As an RFA, he can sign with any team, but the Rangers will have the chance to match. If they choose not to do so, that team will be asked to submit draft selection compensation.
It’s a rarity in the National Hockey League, but Gallant’s questionable decision to scratch the talented 21-year-old in Saturday’s elimination game raised questions around the league about how the Blueshirts viewed the No. 2 team overall from the 2019 draft — and what their content was. in New York.
Gallant declined to provide an explanation after the match, but called it a hockey decision on Monday.
“I’m trying to win a game of hockey and put on my squad,” he said. “When we sit down and talk about our squad, that’s what we do. We love the kid. He’s a good player – a good young player – but we thought this was the best squad to try and win that match.”
The coach admitted that he did not discuss the move with Kakko, who confirmed that he only found out when he saw the squad hanging in the locker room.
When asked if anyone from the coaching staff spoke to him, “No, nothing.” “I just saw the lineup and I wasn’t there, so that’s all I know.”

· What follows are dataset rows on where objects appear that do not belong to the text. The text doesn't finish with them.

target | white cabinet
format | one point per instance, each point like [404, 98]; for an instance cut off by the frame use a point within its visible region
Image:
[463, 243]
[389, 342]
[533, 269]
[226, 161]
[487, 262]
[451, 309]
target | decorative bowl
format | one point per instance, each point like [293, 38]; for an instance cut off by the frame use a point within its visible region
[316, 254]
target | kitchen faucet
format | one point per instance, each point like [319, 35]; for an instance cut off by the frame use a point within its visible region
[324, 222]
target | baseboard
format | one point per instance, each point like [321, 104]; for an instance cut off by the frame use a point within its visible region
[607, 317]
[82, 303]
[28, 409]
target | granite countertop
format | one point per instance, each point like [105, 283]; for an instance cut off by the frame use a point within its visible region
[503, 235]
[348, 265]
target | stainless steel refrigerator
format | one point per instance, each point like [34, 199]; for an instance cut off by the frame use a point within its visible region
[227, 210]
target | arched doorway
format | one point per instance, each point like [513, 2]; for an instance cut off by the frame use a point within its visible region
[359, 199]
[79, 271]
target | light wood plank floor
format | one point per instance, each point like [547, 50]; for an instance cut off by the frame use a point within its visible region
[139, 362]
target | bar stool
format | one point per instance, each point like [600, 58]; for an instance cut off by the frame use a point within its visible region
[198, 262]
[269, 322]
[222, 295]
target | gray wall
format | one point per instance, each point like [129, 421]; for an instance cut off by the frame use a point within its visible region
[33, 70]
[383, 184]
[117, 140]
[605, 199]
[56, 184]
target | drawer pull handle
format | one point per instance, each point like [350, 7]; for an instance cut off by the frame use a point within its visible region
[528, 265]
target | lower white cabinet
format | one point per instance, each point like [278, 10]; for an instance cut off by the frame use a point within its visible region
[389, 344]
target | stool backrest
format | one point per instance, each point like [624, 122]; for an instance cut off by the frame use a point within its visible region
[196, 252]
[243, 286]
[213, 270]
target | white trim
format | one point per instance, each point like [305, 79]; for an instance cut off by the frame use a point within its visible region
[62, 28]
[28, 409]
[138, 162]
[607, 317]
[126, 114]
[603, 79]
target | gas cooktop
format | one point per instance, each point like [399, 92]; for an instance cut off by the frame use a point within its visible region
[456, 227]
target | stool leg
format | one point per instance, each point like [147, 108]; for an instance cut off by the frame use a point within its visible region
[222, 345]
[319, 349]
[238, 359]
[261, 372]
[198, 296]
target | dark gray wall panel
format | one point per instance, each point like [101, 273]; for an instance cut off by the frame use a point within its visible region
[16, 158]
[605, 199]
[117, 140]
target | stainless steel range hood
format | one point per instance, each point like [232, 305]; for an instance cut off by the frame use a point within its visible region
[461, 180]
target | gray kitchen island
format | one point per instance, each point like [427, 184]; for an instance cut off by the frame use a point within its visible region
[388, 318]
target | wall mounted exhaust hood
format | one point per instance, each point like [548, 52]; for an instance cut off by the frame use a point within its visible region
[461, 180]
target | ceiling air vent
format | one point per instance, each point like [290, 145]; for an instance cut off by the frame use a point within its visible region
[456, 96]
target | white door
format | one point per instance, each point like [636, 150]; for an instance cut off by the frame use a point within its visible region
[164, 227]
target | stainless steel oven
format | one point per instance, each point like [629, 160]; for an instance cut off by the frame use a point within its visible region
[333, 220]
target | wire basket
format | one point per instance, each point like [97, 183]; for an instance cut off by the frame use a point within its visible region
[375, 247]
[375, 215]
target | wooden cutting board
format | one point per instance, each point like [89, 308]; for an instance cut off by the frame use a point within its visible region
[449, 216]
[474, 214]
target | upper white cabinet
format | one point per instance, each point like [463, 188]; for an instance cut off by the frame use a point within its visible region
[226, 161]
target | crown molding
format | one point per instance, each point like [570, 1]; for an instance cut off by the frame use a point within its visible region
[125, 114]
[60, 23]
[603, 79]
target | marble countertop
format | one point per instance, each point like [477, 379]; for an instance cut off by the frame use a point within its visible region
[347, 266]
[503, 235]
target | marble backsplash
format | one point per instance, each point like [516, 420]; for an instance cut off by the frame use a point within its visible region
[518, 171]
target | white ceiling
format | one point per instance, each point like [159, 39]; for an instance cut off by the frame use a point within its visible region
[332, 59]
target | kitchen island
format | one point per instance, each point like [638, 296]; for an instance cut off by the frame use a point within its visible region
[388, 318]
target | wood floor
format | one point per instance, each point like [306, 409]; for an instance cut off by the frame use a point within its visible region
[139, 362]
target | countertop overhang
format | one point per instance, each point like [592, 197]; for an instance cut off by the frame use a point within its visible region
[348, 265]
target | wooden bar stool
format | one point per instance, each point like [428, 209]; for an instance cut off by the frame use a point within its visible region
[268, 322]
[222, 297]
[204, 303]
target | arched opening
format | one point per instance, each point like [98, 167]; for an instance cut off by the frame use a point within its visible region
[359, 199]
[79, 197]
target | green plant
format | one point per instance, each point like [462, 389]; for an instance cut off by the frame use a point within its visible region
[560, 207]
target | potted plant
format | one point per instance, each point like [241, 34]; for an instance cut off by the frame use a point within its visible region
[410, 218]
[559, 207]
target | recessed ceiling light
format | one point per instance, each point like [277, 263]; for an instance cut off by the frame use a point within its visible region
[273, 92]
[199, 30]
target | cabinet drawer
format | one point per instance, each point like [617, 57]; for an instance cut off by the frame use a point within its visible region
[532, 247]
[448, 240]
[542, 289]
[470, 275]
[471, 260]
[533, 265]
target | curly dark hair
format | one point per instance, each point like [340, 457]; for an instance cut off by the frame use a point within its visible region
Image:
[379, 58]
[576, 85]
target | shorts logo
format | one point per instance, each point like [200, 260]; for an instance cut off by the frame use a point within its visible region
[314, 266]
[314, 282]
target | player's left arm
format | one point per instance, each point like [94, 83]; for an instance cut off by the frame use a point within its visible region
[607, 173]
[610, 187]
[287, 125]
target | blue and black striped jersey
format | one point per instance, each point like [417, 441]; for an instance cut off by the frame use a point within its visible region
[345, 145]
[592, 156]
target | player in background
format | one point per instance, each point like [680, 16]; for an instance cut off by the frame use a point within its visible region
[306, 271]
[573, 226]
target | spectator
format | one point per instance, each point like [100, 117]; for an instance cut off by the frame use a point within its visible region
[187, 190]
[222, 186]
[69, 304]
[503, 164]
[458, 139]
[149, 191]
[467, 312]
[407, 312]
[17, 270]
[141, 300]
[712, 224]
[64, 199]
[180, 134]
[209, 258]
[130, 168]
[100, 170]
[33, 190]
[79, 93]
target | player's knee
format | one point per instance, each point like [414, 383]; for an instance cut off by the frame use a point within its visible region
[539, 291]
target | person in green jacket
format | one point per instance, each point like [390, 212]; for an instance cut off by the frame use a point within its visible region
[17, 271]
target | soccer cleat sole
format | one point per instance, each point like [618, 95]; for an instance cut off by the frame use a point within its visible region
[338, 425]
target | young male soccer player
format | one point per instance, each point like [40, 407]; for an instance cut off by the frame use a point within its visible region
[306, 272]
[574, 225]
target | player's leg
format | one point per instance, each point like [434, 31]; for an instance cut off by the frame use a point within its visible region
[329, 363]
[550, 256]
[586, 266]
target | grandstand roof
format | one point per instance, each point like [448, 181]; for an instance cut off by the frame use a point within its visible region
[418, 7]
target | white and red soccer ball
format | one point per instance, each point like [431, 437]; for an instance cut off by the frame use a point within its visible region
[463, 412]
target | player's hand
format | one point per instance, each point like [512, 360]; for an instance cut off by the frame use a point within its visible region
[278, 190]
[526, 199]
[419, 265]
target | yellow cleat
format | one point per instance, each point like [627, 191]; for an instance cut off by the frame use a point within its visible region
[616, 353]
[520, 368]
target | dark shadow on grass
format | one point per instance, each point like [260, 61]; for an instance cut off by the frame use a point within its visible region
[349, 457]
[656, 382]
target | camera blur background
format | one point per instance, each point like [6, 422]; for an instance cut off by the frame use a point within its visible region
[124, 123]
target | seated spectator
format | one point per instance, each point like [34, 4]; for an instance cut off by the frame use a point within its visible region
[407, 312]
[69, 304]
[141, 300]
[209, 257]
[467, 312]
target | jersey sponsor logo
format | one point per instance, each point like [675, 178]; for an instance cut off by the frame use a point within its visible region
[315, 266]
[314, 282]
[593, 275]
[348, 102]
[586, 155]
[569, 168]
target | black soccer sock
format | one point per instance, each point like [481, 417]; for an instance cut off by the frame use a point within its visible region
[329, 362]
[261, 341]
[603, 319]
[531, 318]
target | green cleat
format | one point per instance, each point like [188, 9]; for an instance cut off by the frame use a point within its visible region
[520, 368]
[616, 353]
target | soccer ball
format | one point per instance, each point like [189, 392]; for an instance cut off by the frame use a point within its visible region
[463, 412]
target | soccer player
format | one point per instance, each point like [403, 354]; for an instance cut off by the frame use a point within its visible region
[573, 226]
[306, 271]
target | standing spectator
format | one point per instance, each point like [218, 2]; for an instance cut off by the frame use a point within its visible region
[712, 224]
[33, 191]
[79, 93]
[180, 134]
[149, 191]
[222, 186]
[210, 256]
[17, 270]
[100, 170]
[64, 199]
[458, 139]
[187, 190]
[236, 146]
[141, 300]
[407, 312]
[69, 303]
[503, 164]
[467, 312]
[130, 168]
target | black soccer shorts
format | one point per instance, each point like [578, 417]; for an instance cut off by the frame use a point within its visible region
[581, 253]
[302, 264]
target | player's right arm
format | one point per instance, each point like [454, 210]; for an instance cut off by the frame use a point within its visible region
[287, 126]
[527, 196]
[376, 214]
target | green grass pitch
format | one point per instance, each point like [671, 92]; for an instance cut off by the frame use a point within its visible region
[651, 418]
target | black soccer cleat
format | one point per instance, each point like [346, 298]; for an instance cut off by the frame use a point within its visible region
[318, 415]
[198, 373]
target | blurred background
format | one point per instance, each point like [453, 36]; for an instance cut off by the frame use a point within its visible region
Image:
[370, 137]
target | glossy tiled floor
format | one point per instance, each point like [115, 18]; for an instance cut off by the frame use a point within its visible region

Kakko’s regular season was halted with an upper body injury that cost him 31 games, but he believes he played “probably the best hockey I’ve ever played” in the playoffs.
This made sitting even more confusing.
“It’s never fun when you’re not in the squad,” he said. “I wasn’t happy with that.”
Despite his disappointment, Kakko took the high road and seemed somewhat optimistic about going into what he described as a “big summer” for his development.
When asked if being scratched might influence him to consider signing for another team, he seemed motivated to prove he could succeed in New York.
He said, “I don’t think so.” “I love playing here… (he adds) maybe it’s more motivation. I want to show that I’m better than that. (Galante) should put me in the squad. I’m a good player.”